Se você for ver no Estadão (jornal) o que era legal em um apartamento há 20 anos, os atributos eram: metros quadrados, número de quartos e número de vagas na garagem. Hoje, não.
BBC News Brasil – Tem um provérbio recorrentemente compartilhado por aí que diz: “Só depois da última árvore derrubada, do último peixe morto, o homem irá perceber que o dinheiro não se come”. Você acha que isso vai acontecer mesmo?
Saldiva – Não, eu sou otimista.
A desigualdade no mundo foi criada depois que tivemos a grande revolução cognitiva, criando a linguagem e também aprendemos a plantar e domesticar animais.
Com isso, aumentou a população e foi preciso criar uma hierarquia. Porque isso veio também com uma ansiedade. Ao acumular bens, você começou a se preocupar com o futuro: vai chover ou não? Alguém vai roubar meu rebanho?
Para conversar com mais gente do que aquelas que você põe em uma caverna, faz construções sociais desiguais.

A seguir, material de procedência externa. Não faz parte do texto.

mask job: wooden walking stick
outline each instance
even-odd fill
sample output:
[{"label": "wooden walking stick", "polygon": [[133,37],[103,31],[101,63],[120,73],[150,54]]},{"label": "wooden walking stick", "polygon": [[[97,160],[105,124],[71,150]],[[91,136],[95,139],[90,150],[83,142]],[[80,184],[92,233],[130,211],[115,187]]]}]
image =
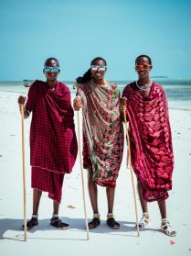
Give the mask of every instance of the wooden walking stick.
[{"label": "wooden walking stick", "polygon": [[85,223],[86,223],[86,230],[87,230],[87,239],[90,239],[89,236],[89,225],[88,218],[86,213],[86,200],[85,200],[85,190],[84,190],[84,179],[83,179],[83,168],[82,168],[82,159],[81,159],[81,147],[80,147],[80,117],[78,111],[78,135],[79,135],[79,155],[80,161],[80,173],[81,173],[81,183],[82,183],[82,194],[83,194],[83,207],[84,207],[84,215],[85,215]]},{"label": "wooden walking stick", "polygon": [[136,216],[136,227],[137,227],[137,234],[139,234],[139,221],[138,221],[138,215],[137,215],[137,204],[136,204],[136,195],[135,195],[135,189],[134,189],[134,182],[133,182],[133,171],[132,171],[132,161],[131,161],[131,149],[130,149],[130,138],[129,138],[129,127],[127,124],[127,118],[126,118],[126,113],[127,116],[129,117],[128,110],[126,108],[126,106],[123,106],[123,118],[124,118],[124,123],[125,123],[125,128],[126,128],[126,135],[127,135],[127,144],[128,144],[128,159],[129,159],[129,168],[130,168],[130,173],[131,173],[131,177],[132,177],[132,185],[133,185],[133,198],[134,198],[134,207],[135,207],[135,216]]},{"label": "wooden walking stick", "polygon": [[22,126],[22,160],[23,160],[23,196],[24,196],[24,233],[27,241],[27,217],[26,217],[26,161],[25,161],[25,135],[24,135],[24,106],[20,105]]}]

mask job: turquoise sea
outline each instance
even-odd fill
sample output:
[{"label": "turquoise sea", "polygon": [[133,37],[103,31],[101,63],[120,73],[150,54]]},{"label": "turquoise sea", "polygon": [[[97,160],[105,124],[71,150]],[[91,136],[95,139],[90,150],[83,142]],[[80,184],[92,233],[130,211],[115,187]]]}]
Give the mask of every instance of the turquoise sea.
[{"label": "turquoise sea", "polygon": [[[161,84],[167,95],[170,108],[191,110],[191,80],[173,80],[173,79],[152,79]],[[124,86],[132,81],[112,81],[116,83],[121,92]],[[76,89],[73,89],[73,81],[64,81],[65,84],[70,89],[71,95],[75,95]],[[27,94],[28,88],[25,87],[23,81],[4,81],[0,82],[1,91]]]}]

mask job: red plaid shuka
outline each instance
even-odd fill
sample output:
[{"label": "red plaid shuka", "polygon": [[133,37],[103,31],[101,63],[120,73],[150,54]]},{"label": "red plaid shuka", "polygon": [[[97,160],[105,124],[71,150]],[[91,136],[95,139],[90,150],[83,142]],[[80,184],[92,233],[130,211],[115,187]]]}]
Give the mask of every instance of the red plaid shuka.
[{"label": "red plaid shuka", "polygon": [[31,166],[48,173],[69,173],[78,150],[69,89],[57,82],[53,91],[46,83],[37,80],[29,89],[26,108],[32,112]]},{"label": "red plaid shuka", "polygon": [[143,187],[146,201],[164,200],[172,189],[174,154],[165,92],[153,83],[143,96],[135,83],[128,84],[127,98],[130,146],[133,171]]}]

Mas está melhorando porque o conhecimento da desigualdade está maior. Se tivesse Instagram, não tinha Hiroshima e Nagasaki (cidades japonesas bombardeadas com armas nucleares pelos EUA na Segunda Guerra Mundial) – a visão desses lugares destruídos seria intolerável, assim como a menina com Napalm (Kim Phuc, que apareceu em foto com o corpo queimado depois de um ataque com napalm no Vietnã nos anos 70) ou o menino na frente do tanque (manifestante fotografado bloqueando a passagem de tanques após massacre na Praça da Paz Celestial, na China, em 1989).
Bolsonaro está voltando (recuando) não porque tenha mudado de opinião, mas porque a imagem da Amazônia queimando chegou no mundo inteiro e criou um superego, um sistema de controle, mais eficiente.

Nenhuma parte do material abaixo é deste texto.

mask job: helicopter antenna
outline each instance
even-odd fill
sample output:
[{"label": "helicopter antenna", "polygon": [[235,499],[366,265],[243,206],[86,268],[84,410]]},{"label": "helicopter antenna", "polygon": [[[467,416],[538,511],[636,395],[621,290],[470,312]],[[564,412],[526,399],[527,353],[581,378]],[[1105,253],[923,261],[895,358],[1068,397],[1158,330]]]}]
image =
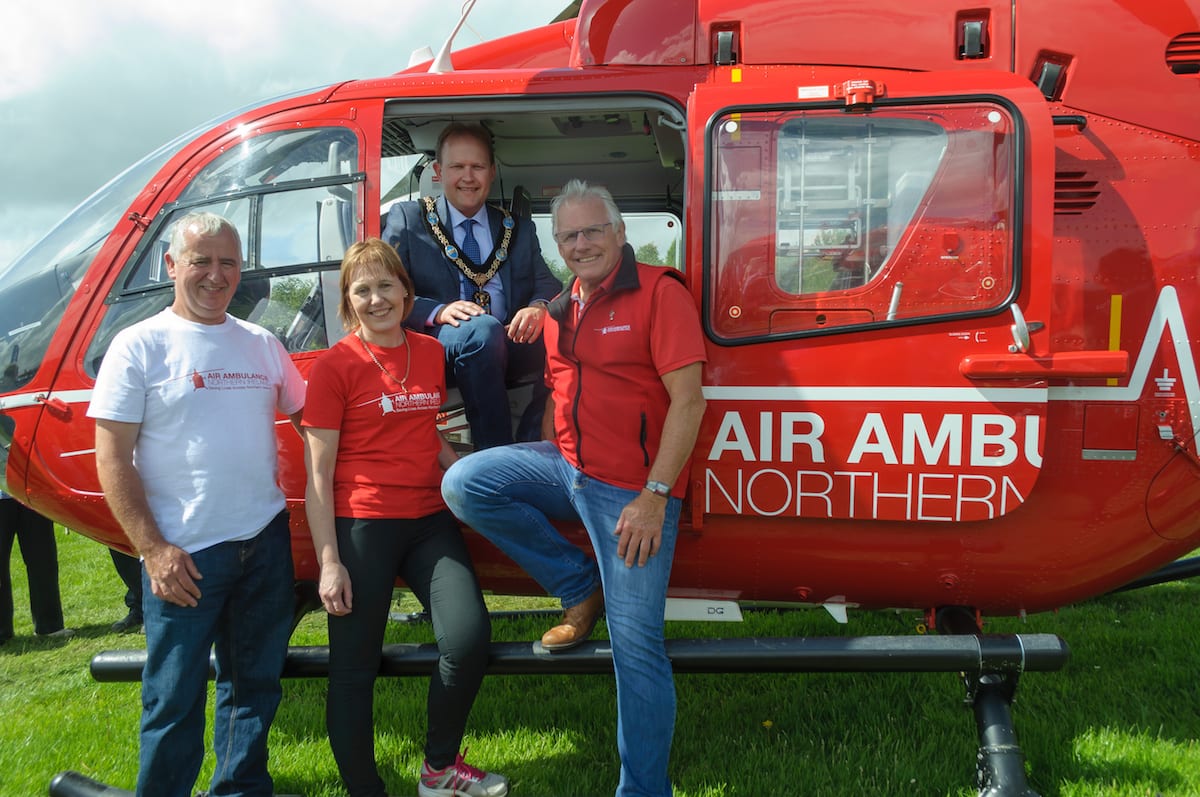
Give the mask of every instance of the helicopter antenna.
[{"label": "helicopter antenna", "polygon": [[433,59],[433,64],[430,65],[431,74],[440,74],[443,72],[454,72],[454,64],[450,62],[450,46],[454,43],[454,37],[458,35],[462,30],[463,23],[467,22],[467,14],[470,10],[475,7],[475,0],[467,0],[462,5],[462,16],[458,18],[458,24],[454,26],[450,35],[446,36],[445,43],[442,44],[442,49],[438,50],[437,58]]}]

Os agricultores sabem que, se queimar (a floresta), não vão conseguir vender.
BBC News Brasil – Mas não é limitado o alcance dessas pautas (ambientais)? Por exemplo, de vez em quando há escândalos como esse, mas o lixo eletrônico continua sendo produzido…
Saldiva – Não tenha dúvidas de que isso reduziu. Hoje seria impossível a Inglaterra fazer uma guerra do ópio contra a China. Impossível, impossível.
Se você analisar em uma escala de tempo maior, existe uma menor capacidade de executar perversidades.
Mas é preciso uma mudança cultural – na própria ciência, às vezes é preciso morrer um população para que novas ideias venham. Na política, vai acontecer a mesma coisa.
O cérebro humano consome muita energia, e como a cabeça não pode nascer muito grande (para viabilizar o parto), você precisa maturá-lo por anos. Isso envolve empatia, solidariedade, toda uma organização social.
Nós fomos programados para isso.
BBC News Brasil – Para o quê?
Saldiva – Colaboração. Nós (a espécie humana) apostamos nessa cabeça, e ela vai nos dar soluções – como trouxe.
Eu já vi mais gente melhorar em UTI do que em igrejas. Depois que o cara passa na UTI, ele vai refletir – e nós estamos na UTI agora.